Fra i tanti omaggi che, nel quarantennale della morte, il teatro italiano ha tributato a Pasolini, uno dei più affettuosi mi è parso senza dubbio Pier Paolo!, un evento ideato da Giorgio Barberio Corsetti che consiste in una partita di calcio dedicata alla memoria del poeta friulano. Pasolini, come si sa, era una valente ala destra e un appassionato osservatore del mondo del pallone. Ricordarlo sull’erba di un terreno di gioco, nel luogo di quella che era, secondo lui, «l’ultima sacra rappresentazione del nostro tempo», è stata una buona idea, insolita e divertente ma per nulla occasionale.

Pier Paolo! era stato presentato in forma di laboratorio nel 2014 a Rieti, poi mesi fa nel quartiere romano di Pietralata, e lo scorso luglio sul campetto nel parco dell’ex-ospedale psichiatrico Paolo Pini di Milano, per la rassegna “Da vicino nessuno è normale”. In un vero incontro calcistico si affrontavano due squadre, una formata da rappresentanti dell’associazione Olinda, che organizza la rassegna, l’altra da ragazzi di colore entrati da poco in Italia e iscritti all’Asnada, una scuola per immigrati. Gli sviluppi del gioco si intrecciavano con gli interventi dei numerosi attori coinvolti.

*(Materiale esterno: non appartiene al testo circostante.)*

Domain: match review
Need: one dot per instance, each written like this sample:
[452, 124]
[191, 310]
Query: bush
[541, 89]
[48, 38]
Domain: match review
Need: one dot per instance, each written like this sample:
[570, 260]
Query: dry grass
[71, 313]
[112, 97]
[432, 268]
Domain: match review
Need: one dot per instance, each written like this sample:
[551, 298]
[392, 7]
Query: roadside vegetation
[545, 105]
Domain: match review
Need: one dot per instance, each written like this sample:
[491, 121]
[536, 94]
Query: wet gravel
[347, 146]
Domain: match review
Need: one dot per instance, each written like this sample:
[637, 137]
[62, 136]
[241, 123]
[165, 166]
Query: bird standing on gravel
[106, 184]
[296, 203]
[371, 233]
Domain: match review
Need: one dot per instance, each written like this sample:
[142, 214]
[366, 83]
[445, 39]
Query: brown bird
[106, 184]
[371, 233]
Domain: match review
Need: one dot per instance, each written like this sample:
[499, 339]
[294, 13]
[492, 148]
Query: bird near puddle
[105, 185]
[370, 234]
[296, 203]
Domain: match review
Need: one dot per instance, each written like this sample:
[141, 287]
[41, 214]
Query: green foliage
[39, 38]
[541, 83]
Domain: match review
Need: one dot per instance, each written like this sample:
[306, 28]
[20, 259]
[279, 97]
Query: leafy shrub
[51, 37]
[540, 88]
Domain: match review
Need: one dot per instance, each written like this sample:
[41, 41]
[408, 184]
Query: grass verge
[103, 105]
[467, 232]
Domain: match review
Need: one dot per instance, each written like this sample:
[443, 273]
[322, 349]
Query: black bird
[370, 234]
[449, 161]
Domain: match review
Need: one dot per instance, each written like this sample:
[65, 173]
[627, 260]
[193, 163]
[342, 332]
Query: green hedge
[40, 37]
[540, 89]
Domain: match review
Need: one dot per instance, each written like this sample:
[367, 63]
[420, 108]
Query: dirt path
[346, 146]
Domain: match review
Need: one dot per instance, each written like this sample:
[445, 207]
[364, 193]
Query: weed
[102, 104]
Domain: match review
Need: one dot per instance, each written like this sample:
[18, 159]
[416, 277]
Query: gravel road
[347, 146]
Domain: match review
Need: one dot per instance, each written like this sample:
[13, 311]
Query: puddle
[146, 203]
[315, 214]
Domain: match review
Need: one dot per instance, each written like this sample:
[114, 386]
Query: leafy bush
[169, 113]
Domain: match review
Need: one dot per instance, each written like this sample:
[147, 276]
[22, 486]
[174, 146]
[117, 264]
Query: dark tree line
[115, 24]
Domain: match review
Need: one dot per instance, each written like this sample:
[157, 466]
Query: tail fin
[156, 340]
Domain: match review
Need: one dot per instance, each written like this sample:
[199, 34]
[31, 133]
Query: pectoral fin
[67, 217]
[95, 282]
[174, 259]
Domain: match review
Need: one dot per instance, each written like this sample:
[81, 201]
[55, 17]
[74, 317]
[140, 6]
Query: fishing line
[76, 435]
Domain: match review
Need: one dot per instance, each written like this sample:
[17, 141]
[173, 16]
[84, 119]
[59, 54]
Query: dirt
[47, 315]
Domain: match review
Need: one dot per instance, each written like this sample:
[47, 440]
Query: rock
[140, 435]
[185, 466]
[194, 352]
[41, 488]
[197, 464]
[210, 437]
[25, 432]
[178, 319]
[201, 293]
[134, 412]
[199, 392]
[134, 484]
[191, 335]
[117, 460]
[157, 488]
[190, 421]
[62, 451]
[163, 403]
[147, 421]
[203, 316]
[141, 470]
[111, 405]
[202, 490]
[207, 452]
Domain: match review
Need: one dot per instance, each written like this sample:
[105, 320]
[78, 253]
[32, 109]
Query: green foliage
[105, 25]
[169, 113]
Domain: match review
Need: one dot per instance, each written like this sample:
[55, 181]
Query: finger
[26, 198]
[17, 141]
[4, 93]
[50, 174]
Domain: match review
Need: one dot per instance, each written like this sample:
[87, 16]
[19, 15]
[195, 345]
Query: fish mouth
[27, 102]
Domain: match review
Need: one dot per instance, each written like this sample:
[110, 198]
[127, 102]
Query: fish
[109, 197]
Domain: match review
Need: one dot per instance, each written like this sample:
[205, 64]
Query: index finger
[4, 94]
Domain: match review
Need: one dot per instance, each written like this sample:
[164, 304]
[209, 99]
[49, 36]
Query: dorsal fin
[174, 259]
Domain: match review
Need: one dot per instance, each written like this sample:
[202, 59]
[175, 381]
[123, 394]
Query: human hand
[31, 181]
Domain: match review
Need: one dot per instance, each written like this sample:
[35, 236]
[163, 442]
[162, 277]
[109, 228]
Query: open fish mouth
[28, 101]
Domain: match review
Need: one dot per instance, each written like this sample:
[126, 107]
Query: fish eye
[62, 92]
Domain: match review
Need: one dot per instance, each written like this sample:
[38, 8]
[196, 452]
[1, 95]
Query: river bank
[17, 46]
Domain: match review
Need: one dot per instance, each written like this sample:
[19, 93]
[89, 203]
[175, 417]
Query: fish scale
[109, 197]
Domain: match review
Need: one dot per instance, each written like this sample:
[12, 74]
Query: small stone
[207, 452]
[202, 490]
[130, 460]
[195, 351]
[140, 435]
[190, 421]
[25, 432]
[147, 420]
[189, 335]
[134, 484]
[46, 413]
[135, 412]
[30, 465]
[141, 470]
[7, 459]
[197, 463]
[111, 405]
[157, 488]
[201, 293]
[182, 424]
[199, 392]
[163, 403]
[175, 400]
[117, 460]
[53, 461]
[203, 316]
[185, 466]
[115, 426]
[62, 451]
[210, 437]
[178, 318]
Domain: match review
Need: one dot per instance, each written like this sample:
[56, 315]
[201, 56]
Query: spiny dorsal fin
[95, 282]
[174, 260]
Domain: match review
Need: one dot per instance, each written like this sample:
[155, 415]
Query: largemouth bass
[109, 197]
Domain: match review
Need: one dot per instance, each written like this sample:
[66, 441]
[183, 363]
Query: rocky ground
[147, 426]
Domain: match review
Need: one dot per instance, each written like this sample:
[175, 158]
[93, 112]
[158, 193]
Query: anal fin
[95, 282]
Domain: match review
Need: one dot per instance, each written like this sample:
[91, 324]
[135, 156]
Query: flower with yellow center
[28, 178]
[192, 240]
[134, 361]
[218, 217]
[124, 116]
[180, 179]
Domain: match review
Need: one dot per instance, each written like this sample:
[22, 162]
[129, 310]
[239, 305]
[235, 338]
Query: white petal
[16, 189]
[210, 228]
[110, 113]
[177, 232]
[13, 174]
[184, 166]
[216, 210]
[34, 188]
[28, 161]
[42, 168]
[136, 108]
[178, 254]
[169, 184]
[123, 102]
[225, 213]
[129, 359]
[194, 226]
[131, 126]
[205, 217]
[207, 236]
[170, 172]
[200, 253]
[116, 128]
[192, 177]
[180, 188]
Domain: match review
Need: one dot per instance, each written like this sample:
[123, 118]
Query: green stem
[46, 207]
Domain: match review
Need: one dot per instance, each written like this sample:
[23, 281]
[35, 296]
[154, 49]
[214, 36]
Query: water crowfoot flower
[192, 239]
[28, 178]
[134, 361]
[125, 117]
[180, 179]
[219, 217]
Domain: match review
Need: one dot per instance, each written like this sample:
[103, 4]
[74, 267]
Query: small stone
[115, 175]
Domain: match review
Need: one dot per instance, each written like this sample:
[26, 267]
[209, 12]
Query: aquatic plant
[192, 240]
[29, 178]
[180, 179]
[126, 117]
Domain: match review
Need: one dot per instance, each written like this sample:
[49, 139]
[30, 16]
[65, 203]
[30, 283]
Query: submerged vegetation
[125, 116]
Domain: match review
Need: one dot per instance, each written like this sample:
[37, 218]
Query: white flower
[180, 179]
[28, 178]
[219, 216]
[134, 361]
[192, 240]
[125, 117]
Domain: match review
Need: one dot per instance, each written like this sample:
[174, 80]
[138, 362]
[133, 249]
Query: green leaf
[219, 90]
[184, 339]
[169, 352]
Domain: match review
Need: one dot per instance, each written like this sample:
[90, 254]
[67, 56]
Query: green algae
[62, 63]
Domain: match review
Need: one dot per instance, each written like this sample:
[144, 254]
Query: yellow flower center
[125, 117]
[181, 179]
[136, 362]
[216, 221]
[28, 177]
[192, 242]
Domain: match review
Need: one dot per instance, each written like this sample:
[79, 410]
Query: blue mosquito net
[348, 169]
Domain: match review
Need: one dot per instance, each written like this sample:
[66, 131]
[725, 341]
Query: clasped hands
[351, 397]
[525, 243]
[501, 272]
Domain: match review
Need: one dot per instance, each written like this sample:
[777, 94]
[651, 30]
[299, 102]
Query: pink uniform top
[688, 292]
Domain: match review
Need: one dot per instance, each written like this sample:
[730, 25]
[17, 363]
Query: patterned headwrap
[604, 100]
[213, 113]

Su quell’improvvisato palcoscenico erboso - le voci amplificate, le immagini proiettate in diretta su grande schermo - irrompeva dunque una serie di figure più o meno tipiche dell’immaginario pasoliniano: al centro di tutto lo scrittore stesso, incarnato da Gabriele Portoghese, dava voce a quel suo ragionare pacatamente puntiglioso, sempre dal tono vagamente saggistico, sui grandi temi nazionali degli anni Settanta, la perdita delle identità sociali, l’omologazione consumistica. Alcuni spunti apparivano datati, altri – come la percezione dei fenomeni migratori – di una sconcertante attualità.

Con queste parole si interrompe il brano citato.